Are Ewe Aware- Autism Awareness Month

Are Ewe Aware- Autism Awareness Month

2 years ago Harray YFC member Nicole Work wrote an article for our Are Ewe Okay campaign which gave us an insight into her life after being diagnosed with Autism. Now with April being Autism Awareness Month she is back with an update and an insight into why Autism Acceptance and Awareness is such an important issue and what all of us can do to move towards a more accepting and caring society.

Nicole Work- Harray YFC

Who would have known two years could go by in an instant.

Welcome back! For those of you who read my last article. For those who didn’t, here’s a link to part 1. I can’t believe we’ve still not heard the end of this awful virus; I do hope we’re coming to the end of it all, but I suppose we’ll just have to wait and see.

This month is one that I hold very dear to my heart and is so important in reframing the narrative surrounding Autism. It is not about Autism Awareness, but Autism Acceptance.

A brief summary for those of you who want a re-cap, I was diagnosed with Autism, Generalised Anxiety Disorder, and Depression within the space of two weeks back in November 2019.

I must say, the last two years have certainly been a rollercoaster, not only for me but for us all.

However, in saying that, I’ve been successful. I was offered the chance of a modern apprenticeship though my employer, NorthLink Ferries, which I completed as of February 2022. This led me to my new role as Customer Service Supervisor at Hatston Pier in Kirkwall, still – with NorthLink.

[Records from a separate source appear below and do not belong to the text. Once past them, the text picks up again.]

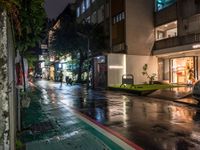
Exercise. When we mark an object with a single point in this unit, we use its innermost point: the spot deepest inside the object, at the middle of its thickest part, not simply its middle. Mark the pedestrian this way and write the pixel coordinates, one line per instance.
(67, 79)
(61, 77)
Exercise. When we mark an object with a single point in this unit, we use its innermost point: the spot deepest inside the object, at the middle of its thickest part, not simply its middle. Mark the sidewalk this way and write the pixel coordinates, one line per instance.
(50, 125)
(176, 94)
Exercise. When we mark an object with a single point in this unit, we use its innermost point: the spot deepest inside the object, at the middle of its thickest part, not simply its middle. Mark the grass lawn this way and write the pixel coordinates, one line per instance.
(145, 87)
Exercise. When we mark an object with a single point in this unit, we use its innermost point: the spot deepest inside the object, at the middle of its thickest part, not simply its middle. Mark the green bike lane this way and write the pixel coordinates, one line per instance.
(48, 124)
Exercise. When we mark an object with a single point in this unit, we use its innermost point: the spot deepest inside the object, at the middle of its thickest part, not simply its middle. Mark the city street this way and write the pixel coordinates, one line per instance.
(148, 122)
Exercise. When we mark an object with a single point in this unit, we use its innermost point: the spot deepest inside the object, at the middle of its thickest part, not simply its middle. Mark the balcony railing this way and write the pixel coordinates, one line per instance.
(177, 41)
(166, 15)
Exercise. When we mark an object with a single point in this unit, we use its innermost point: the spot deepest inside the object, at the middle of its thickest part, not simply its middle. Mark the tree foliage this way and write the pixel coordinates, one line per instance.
(77, 38)
(28, 20)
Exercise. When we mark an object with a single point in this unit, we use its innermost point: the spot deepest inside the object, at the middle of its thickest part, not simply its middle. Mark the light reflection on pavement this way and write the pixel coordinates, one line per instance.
(149, 122)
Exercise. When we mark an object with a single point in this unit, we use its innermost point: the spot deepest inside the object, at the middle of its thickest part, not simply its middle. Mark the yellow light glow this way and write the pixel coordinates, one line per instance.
(116, 67)
(196, 46)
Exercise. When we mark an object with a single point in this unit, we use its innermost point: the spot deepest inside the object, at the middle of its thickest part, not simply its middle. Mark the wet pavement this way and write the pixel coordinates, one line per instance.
(149, 122)
(48, 125)
(172, 93)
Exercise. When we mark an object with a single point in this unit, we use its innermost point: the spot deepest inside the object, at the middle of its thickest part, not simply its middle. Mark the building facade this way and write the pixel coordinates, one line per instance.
(177, 40)
(129, 25)
(164, 34)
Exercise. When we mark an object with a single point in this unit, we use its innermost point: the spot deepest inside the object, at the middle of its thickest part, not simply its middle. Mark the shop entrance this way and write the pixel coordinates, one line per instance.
(182, 70)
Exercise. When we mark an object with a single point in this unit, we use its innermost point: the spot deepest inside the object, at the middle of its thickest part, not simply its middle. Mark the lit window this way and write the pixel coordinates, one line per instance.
(83, 7)
(88, 19)
(94, 17)
(114, 20)
(123, 16)
(78, 12)
(161, 4)
(87, 4)
(120, 17)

Being autistic was something that set me apart from other candidates for the job, because I can’t help but look outside the box (I don’t think you can even see the box from where I’m standing) it puts me at a competitive advantage because I can see new opportunities and areas where change can be made before others. Thankfully, my employer could see this. However, many don’t. The point I’m trying to make and emphasise is how much acceptance is required for those who live with the difficulties and delights that come with being autistic. Autistic people contribute meaningfully to society, this is something that we can and do incredibly well! Especially and particularly when we are well supported. Autistic acceptance is all about making reasonable adjustments which allow us to find solutions and come up with personal strategies to any challenges and barriers we face.

Acceptance embraces all aspects of being autistic. It is not about giving up or accepting defeat. Acceptance is not about stopping trying to have a good life. It’s about working with the fact that you or your loved one is autistic rather than fighting against it. It’s about stopping trying to “fix” or “cure” autism.

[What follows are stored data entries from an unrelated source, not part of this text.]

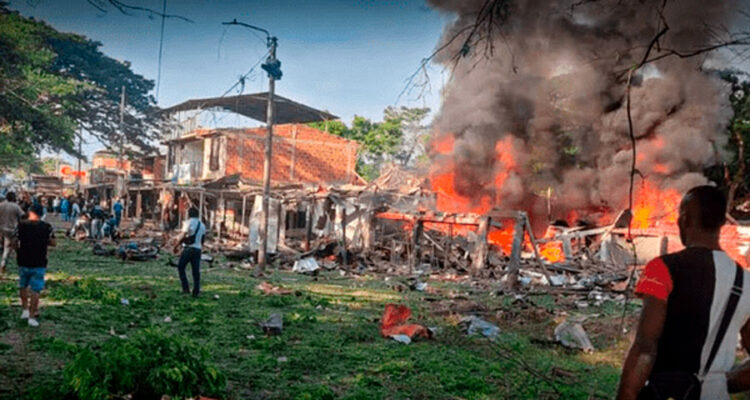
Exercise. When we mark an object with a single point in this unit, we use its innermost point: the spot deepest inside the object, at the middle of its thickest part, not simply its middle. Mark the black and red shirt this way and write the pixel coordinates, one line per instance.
(33, 239)
(695, 283)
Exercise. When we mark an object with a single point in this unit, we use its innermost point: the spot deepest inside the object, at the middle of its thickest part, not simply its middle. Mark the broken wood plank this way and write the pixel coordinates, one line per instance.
(481, 248)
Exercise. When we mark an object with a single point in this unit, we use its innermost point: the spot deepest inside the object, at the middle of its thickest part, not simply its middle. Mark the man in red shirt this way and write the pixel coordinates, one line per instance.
(679, 346)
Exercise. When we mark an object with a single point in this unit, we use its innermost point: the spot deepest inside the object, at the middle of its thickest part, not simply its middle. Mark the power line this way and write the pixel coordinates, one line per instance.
(161, 46)
(240, 80)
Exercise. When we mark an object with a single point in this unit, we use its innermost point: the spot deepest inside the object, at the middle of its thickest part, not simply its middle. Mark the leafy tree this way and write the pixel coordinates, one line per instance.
(400, 137)
(51, 83)
(732, 175)
(415, 135)
(335, 127)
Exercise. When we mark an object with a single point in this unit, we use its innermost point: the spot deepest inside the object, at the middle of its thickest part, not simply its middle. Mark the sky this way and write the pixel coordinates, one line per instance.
(350, 57)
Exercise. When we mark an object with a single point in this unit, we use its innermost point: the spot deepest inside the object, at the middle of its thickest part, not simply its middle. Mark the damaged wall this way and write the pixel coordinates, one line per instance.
(543, 108)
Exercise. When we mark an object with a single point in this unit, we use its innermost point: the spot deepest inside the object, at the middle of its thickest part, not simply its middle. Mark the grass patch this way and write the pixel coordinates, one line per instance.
(330, 347)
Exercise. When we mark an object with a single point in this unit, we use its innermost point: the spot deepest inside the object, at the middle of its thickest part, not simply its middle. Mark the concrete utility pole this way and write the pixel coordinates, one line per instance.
(122, 139)
(267, 162)
(78, 167)
(273, 67)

I am not something that is broken, I do not require fixing. I am a human being who is loved and deserves to be so regardless of how many “quirks” you think I have.

Autistic acceptance allows us to protect our mental health. The sooner we’re able to stop seeing ourselves as broken, the sooner we can start the process of healing and being happy.

We can be ourselves. The way we should be.

Authentically and truthfully ourselves.

As for the wider population, it’s about acknowledging that autistic people deserve the same opportunities as our non-autistic peers, it’s about fostering a deeper knowledge and understanding and improving the quality of life of autistic people.


So, I ask you; this month, just to take some time to think about how accepting you are of Autistic people, and if you’re doing enough.